Madem ki öğrenci odaklı bir eğitimden söz ediliyor, madem ki demokrat gençler yetiştirmek istiyoruz, o zaman onların da bu çorbada katkıları olması gerekmez mi?..
Biz büyüklerin kendimize biçtiğimiz rolle, onların kafasındaki imaj birbirine uyuyor mu? İsterseniz gelin bugün öğrenciler nasıl bir öğretmen istiyorlar ona bir göz atalım. Sonra sırasıyla başta biz gazeteciler olmak üzere politikacıları, yargıçları, güvenlik görevlilerini ve diğer meslekleri masaya yatıralım. Bakalım ortaya neler çıkacak?..
Nasıl bir öğretmen istiyoruz konusunda Özel Ege İlköğretim Okulu 4 ve 5'inci sınıf öğrencileri bakın neler diyorlar:
* Öğretmen, mesleğini çok sevmeli.
* Maddi sıkıntısı olmamalı.
* Bilgisayar ve internet kullanmalı.
* Sevgi dolu ve hoşgörülü olmalı.
* Sertlikten hoşlanmamalı.
* Baskıyı ve korkutmayı değil saygıyı ön planda tutmalı.

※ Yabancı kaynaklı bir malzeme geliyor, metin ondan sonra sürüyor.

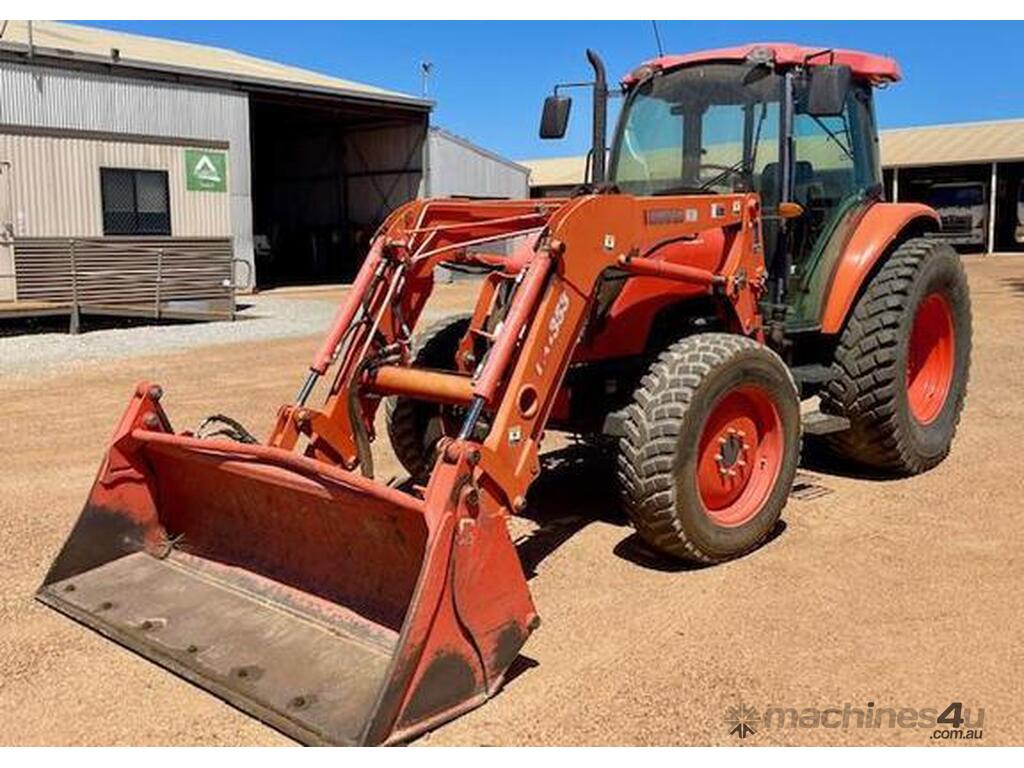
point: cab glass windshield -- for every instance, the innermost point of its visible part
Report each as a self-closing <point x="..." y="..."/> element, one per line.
<point x="710" y="128"/>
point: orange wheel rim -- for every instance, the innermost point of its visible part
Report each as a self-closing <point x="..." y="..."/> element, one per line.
<point x="739" y="456"/>
<point x="930" y="359"/>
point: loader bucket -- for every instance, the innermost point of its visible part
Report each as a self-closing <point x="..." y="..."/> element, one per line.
<point x="337" y="609"/>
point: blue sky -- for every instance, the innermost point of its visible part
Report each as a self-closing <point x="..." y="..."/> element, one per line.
<point x="491" y="77"/>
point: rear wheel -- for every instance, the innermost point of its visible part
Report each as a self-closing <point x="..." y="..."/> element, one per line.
<point x="415" y="426"/>
<point x="903" y="358"/>
<point x="711" y="448"/>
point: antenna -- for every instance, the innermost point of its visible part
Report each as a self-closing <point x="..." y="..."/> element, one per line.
<point x="657" y="39"/>
<point x="426" y="69"/>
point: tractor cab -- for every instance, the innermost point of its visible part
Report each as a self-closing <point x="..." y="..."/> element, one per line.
<point x="794" y="124"/>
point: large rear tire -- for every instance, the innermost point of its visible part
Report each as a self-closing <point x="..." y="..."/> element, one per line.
<point x="415" y="426"/>
<point x="711" y="446"/>
<point x="903" y="359"/>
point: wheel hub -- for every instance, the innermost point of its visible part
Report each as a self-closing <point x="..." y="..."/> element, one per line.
<point x="739" y="456"/>
<point x="930" y="359"/>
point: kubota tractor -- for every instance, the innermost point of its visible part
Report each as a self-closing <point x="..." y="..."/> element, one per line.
<point x="736" y="258"/>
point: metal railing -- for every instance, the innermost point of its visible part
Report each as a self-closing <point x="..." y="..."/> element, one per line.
<point x="162" y="278"/>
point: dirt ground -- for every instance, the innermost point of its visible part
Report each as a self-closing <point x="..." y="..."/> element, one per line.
<point x="902" y="593"/>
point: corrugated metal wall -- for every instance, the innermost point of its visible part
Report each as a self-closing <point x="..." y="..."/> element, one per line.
<point x="458" y="167"/>
<point x="68" y="99"/>
<point x="55" y="192"/>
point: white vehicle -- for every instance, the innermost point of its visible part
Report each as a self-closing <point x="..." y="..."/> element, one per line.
<point x="961" y="206"/>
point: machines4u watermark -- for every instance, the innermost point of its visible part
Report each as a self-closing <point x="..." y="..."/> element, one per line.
<point x="949" y="723"/>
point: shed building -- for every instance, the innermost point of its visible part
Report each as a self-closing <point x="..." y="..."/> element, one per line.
<point x="138" y="173"/>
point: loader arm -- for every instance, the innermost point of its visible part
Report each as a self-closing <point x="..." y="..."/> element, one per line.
<point x="284" y="578"/>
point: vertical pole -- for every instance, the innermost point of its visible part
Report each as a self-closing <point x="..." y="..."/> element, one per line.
<point x="75" y="320"/>
<point x="160" y="279"/>
<point x="992" y="189"/>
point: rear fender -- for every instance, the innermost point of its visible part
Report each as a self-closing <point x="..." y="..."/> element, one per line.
<point x="878" y="230"/>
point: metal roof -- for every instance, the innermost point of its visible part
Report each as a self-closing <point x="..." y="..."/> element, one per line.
<point x="68" y="43"/>
<point x="999" y="140"/>
<point x="954" y="143"/>
<point x="868" y="66"/>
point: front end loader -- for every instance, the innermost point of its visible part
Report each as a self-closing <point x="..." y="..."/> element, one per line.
<point x="677" y="308"/>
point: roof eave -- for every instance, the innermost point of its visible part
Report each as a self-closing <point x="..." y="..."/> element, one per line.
<point x="127" y="66"/>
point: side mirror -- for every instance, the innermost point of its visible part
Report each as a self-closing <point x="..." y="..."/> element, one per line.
<point x="827" y="89"/>
<point x="555" y="119"/>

* Eğitimde dayağa kesinlikle karşı olmalı ve başvurmamalı.
* Sorunları konuşarak çözme yoluna gitmeli.
* Öğrenciler arasında ayrım yapmamalı.
* Dersleri iyi işlemeli, ön hazırlık ve araştırma yapmalı.
* Öğrencilerin seviyesine inebilmeli.
* Öğrencilerle arkadaş gibi olmalı.
* İyi bir konuşma diline sahip olmalı.
* Ders esnasında öğrencinin dikkatini dağıtacak başka işlerle uğraşmamalı...
Ev ödevi nasıl olmalıdır? Sınavlar gibi ev ödevleri de öğrencilerin en büyük baş ağrısı. Öğretmenler ödevin dozunu bazen öylesine kaçırıyorlar ki, normal koşullarda altından kalkmak mümkün değil. Bu yüzden de ödevlerin çoğunu anne babalar yapar hale geldi.
Öğrenciler, öncelikle ödev yerine pekiştirme çalışması denilmesini istiyorlar ve sıralıyorlar:
* Kitapta yazılanları, tekrar yazdırma ödevi verilmemelidir.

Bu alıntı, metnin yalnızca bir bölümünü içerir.